O Poder Transformador dos Pequenos
O Poder Transformador dos Pequenos
Iniciativas de trabalhadores rurais no sul do planeta
David Molineaux
Em décadas recentes e em vários continentes, a situação dos pequenos trabalhadores rurais tornou-se ainda mais precária. Sempre foram vulneráveis nas secas, pragas e outros desafios naturais. Mas a realidade piorou diante da investida da agricultura industrial e transnacionais.
Sem dúvida, África, Ásia e América Latina viram surgir iniciativas de trabalhadores rurais que se caracterizam por três elementos: resistência contra a agricultura industrial, regeneração do solo e participação protagonista das mulheres – cerca de 70% da força de trabalho agrícola no Sul do Planeta.

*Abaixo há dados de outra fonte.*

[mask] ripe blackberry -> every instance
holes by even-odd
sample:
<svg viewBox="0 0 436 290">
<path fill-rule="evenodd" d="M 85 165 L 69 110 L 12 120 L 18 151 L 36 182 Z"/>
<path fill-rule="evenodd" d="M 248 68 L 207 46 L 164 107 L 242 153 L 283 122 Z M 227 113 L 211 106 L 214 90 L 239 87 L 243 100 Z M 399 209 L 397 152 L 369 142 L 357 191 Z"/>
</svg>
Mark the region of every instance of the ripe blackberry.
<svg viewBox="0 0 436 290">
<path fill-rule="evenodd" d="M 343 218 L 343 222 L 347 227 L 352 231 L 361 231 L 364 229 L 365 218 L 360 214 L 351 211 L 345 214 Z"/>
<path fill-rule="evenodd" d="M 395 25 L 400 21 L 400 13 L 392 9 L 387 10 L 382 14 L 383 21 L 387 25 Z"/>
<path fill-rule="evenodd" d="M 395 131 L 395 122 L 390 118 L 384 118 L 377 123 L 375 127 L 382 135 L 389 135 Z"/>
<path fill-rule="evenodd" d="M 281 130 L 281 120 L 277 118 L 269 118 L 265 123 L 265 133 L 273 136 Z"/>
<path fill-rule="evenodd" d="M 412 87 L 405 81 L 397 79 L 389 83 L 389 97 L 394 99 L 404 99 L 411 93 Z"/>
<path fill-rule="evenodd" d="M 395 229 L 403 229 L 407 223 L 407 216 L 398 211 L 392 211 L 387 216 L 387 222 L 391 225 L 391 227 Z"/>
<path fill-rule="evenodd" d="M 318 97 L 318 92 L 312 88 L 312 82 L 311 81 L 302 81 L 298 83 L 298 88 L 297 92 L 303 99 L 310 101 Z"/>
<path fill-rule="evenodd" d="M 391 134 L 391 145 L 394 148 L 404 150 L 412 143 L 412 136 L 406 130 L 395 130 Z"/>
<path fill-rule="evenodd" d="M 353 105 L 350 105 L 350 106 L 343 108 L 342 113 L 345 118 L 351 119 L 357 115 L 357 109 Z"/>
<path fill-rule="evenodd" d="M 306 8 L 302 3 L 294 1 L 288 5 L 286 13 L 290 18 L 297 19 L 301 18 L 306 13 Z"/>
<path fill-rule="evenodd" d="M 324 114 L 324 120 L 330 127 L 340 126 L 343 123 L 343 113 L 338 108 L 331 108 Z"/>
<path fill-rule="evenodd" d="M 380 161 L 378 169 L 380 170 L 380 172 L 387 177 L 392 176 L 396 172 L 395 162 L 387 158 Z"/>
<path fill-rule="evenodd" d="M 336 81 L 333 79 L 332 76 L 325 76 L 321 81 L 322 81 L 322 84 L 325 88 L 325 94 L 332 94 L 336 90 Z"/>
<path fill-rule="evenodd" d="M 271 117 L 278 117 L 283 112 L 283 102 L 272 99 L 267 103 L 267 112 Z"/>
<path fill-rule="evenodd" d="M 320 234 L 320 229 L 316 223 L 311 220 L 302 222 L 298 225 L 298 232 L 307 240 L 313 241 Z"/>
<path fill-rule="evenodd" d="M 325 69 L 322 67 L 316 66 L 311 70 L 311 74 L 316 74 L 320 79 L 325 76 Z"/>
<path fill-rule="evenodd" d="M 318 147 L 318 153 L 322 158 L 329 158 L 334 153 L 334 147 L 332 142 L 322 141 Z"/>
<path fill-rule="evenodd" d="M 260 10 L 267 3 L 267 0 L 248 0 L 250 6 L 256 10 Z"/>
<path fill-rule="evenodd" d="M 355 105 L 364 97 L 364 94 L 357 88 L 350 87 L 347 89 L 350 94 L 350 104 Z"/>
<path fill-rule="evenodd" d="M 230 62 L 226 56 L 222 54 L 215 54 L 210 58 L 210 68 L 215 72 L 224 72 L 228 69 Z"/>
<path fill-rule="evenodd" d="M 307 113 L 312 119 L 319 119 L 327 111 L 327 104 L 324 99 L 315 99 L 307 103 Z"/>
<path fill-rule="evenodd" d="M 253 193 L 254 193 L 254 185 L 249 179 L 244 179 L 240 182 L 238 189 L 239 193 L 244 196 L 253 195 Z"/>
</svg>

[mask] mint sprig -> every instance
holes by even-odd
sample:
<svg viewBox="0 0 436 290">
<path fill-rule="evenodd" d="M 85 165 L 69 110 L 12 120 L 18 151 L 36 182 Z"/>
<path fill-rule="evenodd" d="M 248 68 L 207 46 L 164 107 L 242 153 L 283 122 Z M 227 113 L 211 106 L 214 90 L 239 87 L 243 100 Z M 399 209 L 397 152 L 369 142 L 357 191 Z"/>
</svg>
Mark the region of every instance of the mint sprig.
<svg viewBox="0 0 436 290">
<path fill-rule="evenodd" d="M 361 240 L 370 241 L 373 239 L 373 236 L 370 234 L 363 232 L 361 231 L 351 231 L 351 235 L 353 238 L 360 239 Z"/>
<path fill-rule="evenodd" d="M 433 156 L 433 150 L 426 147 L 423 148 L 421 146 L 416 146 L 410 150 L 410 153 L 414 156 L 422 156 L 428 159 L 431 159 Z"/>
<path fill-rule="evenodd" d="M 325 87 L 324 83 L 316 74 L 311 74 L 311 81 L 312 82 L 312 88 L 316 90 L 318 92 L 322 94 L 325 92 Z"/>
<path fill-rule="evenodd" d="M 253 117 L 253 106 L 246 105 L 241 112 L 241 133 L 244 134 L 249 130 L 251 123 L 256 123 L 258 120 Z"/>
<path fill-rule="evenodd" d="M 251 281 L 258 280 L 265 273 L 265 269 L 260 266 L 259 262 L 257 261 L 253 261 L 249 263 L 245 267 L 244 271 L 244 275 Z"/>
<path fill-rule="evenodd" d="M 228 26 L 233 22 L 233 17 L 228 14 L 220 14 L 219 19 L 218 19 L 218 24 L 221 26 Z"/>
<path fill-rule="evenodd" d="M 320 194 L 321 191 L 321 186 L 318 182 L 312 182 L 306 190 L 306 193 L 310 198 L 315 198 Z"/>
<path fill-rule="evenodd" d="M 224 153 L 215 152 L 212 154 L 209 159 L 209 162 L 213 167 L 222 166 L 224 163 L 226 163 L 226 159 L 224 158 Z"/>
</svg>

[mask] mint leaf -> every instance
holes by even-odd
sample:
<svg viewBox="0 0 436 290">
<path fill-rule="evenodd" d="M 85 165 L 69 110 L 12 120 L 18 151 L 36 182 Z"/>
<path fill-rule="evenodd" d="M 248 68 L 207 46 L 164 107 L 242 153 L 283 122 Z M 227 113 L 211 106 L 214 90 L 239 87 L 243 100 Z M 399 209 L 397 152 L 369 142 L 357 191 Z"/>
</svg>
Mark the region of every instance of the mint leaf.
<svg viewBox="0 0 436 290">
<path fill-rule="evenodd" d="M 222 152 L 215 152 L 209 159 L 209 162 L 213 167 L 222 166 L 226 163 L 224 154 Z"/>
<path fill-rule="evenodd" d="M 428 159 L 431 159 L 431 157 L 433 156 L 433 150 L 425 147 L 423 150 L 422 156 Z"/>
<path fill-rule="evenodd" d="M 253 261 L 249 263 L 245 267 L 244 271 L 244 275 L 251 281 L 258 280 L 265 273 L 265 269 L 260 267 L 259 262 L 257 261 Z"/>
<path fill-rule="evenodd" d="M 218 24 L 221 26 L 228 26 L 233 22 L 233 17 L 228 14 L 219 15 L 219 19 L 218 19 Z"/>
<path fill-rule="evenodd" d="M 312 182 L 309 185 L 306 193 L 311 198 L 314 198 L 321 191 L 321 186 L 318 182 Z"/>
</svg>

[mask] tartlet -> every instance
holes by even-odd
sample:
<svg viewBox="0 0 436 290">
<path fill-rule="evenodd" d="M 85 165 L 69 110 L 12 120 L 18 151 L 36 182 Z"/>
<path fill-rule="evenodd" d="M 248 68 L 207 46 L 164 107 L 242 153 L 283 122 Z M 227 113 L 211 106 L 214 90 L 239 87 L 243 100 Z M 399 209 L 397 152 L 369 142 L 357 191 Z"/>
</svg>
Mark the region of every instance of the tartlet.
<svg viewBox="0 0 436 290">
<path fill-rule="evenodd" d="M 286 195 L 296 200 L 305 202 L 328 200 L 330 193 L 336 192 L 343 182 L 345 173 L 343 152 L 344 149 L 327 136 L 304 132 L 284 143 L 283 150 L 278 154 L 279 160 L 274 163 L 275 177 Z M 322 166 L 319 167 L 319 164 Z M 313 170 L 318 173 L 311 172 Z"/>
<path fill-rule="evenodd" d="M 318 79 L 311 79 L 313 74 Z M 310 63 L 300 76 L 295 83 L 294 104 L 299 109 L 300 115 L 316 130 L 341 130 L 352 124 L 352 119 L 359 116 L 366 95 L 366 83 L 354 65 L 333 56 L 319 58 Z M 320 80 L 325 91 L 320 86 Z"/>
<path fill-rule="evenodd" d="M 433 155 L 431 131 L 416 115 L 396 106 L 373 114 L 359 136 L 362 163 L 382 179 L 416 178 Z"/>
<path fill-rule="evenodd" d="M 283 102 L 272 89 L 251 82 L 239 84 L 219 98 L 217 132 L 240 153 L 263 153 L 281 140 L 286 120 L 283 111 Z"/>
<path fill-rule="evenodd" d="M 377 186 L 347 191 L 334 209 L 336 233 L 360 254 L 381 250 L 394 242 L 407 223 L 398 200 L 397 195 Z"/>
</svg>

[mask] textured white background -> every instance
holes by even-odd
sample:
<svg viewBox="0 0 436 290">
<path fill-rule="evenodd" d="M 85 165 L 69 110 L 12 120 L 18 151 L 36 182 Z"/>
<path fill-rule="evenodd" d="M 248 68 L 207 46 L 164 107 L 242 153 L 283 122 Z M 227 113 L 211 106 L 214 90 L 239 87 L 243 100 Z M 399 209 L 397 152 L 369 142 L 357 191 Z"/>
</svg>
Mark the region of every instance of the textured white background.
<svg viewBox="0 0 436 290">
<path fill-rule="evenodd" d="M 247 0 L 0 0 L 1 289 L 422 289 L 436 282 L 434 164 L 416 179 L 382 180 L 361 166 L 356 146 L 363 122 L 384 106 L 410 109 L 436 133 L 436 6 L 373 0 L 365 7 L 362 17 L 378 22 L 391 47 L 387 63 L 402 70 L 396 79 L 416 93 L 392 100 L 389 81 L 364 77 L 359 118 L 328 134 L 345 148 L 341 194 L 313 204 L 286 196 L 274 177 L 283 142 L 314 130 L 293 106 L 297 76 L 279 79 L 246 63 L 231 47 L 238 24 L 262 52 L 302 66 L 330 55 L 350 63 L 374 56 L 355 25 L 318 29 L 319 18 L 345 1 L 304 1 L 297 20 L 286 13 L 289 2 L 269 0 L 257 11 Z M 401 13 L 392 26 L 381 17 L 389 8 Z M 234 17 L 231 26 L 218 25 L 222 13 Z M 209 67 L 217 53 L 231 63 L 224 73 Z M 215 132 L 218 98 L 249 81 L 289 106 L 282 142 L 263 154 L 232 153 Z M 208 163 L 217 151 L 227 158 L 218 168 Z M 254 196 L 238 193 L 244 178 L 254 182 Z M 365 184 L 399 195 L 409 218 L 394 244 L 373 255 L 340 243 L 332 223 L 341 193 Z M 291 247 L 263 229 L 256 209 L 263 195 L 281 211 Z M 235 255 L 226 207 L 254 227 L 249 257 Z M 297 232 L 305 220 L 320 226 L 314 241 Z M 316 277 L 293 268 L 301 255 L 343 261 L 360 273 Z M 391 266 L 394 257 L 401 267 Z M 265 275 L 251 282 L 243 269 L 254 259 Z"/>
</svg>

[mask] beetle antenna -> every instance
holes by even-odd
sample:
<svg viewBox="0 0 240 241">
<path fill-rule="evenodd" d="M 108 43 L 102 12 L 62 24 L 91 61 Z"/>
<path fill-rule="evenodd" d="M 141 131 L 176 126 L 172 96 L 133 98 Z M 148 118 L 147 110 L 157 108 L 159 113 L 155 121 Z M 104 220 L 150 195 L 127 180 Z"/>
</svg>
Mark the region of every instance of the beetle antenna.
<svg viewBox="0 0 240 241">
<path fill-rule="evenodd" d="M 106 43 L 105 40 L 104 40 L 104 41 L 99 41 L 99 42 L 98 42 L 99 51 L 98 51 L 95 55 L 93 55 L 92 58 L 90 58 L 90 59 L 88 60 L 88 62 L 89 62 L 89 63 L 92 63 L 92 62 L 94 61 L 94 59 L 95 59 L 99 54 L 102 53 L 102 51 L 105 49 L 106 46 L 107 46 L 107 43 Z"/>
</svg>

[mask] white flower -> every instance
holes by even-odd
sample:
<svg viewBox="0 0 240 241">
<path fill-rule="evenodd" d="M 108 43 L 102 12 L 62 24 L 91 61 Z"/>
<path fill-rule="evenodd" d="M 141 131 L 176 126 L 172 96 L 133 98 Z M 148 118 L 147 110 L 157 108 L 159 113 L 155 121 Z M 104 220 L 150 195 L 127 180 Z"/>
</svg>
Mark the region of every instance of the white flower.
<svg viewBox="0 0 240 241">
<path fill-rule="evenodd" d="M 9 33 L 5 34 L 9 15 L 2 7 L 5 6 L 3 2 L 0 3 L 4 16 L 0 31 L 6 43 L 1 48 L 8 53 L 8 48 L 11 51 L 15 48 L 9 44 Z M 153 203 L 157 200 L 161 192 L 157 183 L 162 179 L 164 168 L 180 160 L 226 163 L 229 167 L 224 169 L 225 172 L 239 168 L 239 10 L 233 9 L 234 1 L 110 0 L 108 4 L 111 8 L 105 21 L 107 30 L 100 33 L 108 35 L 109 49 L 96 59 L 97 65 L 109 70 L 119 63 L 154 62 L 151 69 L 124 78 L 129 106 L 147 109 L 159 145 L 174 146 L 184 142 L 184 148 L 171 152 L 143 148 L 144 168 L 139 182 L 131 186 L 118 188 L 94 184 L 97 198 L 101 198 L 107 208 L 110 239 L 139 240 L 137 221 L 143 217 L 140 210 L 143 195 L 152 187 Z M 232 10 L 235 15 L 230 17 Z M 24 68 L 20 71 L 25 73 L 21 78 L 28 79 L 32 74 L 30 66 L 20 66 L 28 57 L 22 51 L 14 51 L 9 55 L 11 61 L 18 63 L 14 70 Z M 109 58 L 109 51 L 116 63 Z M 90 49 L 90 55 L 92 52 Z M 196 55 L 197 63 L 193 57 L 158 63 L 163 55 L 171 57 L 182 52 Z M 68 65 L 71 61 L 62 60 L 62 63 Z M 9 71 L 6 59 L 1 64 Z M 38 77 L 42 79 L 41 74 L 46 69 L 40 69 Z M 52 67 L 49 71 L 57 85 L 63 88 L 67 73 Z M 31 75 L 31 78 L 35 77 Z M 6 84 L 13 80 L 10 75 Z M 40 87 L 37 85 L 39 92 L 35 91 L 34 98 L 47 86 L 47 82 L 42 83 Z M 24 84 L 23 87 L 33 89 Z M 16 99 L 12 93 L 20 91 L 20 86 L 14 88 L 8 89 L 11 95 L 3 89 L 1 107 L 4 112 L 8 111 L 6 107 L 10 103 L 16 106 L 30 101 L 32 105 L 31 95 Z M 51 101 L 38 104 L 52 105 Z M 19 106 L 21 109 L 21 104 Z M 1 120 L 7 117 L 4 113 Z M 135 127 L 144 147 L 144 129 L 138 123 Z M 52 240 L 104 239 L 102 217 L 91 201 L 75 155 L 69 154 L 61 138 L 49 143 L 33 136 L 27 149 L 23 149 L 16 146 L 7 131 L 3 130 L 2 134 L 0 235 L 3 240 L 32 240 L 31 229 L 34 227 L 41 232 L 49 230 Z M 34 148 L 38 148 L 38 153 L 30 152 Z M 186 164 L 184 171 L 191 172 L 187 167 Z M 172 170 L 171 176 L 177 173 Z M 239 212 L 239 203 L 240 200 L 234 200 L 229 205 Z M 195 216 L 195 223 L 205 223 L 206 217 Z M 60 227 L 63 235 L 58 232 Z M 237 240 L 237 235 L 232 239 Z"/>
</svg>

A agricultura industrializada
A partir da chamada “revolução verde” dos anos 60 e 70, o poder de decisão sobre a produção agrícola mundial está passando dos pequenos e médios agricultores à direção das empresas transnacionais, que favorecem o plantio de espécies comerciais, em monoculturas massivas, grande parte das quais não é para consumo humano: perto de 90% do milho e da soja produzidos no mundo se destina à alimentação do gado e/ou à produção de biocombustíveis.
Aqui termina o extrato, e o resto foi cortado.